Is a Triple Restriction Digest Possible? - (Nov/17/2006 )
I'm attempting to excise a gene from a vector using HindIII/SalI, and ligate in a gene from another vector that is cut out with the same restriction enzymes. It's a rare day that you get two vectors with two compatible sites for such an easy swap (No PCR )
Here's my problem, though. The gene I'm excising from the first vector is a long sequence, 3.3 kb. The size of the total vector is 6.6 kb, thus I'm going to wind up with two fragments of the same size and can't gel purify. However, I've found that the gene contains a StuI pretty much right in the middle, so I could chop the gene into two pieces and gel purify the remainder of the vector. SalI, HindIII, and StuI are all allegedly compatible in the same buffer, can I do a digest with all three at the same time? Or maybe do Stu I first and follow with HindIII and SalI?
Just curious, never heard of triple digests before, but I wouldn't mind saving a step.
you can use as many restriction enzymes in a digest provided
1- all the enzymes can work in the same buffer
2- that the total enzyme volume (hence total glycerol added) does not exceed 5%. Glycerol is inhibitive of enzyme activity
I have used as many as 3 RE in a single digest many time and can vouch that if the above conditions are met your digest shoudl be okay. But do note that not all enzymes cut as fast, so you are limited to the slowest enzymes.

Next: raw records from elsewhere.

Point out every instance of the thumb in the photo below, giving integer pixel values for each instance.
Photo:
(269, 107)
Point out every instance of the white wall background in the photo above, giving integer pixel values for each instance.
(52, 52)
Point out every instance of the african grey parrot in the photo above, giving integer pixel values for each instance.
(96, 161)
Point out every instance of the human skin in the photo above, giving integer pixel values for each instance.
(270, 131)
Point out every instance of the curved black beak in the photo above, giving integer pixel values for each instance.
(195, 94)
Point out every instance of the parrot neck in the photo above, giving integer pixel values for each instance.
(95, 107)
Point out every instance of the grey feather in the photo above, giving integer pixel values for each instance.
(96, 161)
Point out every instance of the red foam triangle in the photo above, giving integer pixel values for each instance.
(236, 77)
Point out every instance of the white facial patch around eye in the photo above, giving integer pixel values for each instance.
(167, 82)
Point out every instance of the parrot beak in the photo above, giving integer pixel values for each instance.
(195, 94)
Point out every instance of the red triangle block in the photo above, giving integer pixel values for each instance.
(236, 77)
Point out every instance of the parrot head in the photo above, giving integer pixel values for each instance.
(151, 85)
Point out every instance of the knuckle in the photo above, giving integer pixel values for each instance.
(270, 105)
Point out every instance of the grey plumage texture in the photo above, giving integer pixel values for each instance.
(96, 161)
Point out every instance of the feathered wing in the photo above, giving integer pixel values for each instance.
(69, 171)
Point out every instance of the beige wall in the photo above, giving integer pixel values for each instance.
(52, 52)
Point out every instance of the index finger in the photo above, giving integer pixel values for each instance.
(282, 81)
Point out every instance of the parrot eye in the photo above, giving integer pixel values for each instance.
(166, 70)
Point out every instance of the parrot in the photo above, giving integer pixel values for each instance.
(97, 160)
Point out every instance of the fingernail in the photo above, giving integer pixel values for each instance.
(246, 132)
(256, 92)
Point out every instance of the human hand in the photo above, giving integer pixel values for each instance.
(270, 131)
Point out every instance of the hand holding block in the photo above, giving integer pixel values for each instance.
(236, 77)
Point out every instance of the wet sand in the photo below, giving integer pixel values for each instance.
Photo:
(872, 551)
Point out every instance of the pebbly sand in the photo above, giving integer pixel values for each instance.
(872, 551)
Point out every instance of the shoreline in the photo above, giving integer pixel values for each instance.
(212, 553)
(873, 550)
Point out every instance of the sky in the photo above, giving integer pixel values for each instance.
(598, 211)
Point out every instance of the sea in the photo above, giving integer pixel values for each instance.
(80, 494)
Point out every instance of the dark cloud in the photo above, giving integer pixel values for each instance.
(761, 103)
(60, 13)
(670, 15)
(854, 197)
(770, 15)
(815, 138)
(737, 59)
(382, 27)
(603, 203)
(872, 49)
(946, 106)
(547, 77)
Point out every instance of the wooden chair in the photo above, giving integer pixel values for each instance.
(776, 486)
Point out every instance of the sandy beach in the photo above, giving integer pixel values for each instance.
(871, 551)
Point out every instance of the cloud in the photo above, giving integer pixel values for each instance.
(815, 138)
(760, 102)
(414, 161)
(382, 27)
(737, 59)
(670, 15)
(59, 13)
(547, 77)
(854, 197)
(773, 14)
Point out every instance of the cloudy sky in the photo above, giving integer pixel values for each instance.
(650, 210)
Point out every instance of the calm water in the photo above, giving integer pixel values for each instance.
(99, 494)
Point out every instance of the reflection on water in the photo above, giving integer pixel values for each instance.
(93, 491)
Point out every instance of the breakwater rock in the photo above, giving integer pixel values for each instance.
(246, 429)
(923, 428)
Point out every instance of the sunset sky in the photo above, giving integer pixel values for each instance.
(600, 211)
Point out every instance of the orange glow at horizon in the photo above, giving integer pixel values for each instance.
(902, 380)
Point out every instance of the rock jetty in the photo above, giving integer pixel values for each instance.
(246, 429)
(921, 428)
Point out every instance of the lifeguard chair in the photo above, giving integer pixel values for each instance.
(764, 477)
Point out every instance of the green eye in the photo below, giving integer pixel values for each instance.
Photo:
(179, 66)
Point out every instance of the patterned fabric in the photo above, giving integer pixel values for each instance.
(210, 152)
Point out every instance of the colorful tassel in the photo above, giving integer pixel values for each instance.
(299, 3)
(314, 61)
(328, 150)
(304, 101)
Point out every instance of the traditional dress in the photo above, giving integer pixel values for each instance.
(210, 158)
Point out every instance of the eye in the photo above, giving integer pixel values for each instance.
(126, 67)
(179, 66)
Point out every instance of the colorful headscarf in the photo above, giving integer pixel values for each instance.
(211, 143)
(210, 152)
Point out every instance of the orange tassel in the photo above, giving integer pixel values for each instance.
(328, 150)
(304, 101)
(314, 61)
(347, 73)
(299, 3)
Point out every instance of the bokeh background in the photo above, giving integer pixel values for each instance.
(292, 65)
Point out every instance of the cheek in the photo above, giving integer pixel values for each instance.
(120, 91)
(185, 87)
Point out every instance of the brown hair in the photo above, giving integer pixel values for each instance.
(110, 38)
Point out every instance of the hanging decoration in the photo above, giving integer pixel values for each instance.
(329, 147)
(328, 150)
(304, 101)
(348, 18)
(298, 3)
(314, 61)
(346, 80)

PS: You may want to look up SalI again. According to NEB, SalI incompatible with either HindIII and StuI. SalI only works in Buffer3. HindIII and StuI can both use buffer 2. I would suggest cutting with Hind3 and StuI first and then add some buffer3 to make it high salt and cut with SalI. I am however very prejudist against SalI, it is a very poor enzyme.. give it a lot more time to cut
Your strategy sounds good to me as long as the enzymes are compatible in the same buffer. You can do a 3-way ligation after that and join everything together at once. That should work well with the 3 different sites. Just check that none of the ends created are compatible with one another and you should be fine.
The glycerol content should be ok. Use 0.5 uL of each enzyme just to make sure. Each enzyme is stored in a 50% glycerol solution, so 0.5 uL of each enzyme in a 50 uL reaction volume will leave a final glycerol concentration of 1.5%. Isn't keeping the glycerol concentration below 5% to avoid star activity? Or is it an inhibitor too?
Have followed the same strategy as you to purify a piece that was as long as the rest of the vector. As long as your enzymes are compatible buffer-wise, go ahead (bearing in mind the glycerol concentration, which is for some enzymes at least a factor in star activity).
well i think your stategy ounds good.
But may i suggest to simply do a pcr on undigested vector?
I think this would be less time consuming screening several clones...
i know the pain of cloning....
All of my restriction enzymes are from Roche, and according to their site Sal I is 100% in SuRE cut Buffer H, while Hind III and Stu I are 50-75% in Buffer H. I've done a double digest with Sal I and Eco RV (which also has 50-75% activity in Buffer H) and it worked well. If I start with 2 ug of DNA, how long should I do the digest for? I often do overnight digestions without issue, but I keep hearing how fussy Sal I can be.
I'm not sure I understand why I would have to screen alot of clones using this method over PCR. I plan on gel-purifying my insert and vector after digestion, and since they will have two different sticky ends the ligation should go pretty smooth, no?
well, i meant that a better strategy, i think, would be do do a PCR with very low amount of single cut plasmid. Then you'll have your pcr product at 3300 and the plasmid at 6600.
Gel purify thepcr product and digest.
You'll don't have the so-called unwanted fragment, and don't have to triple digest.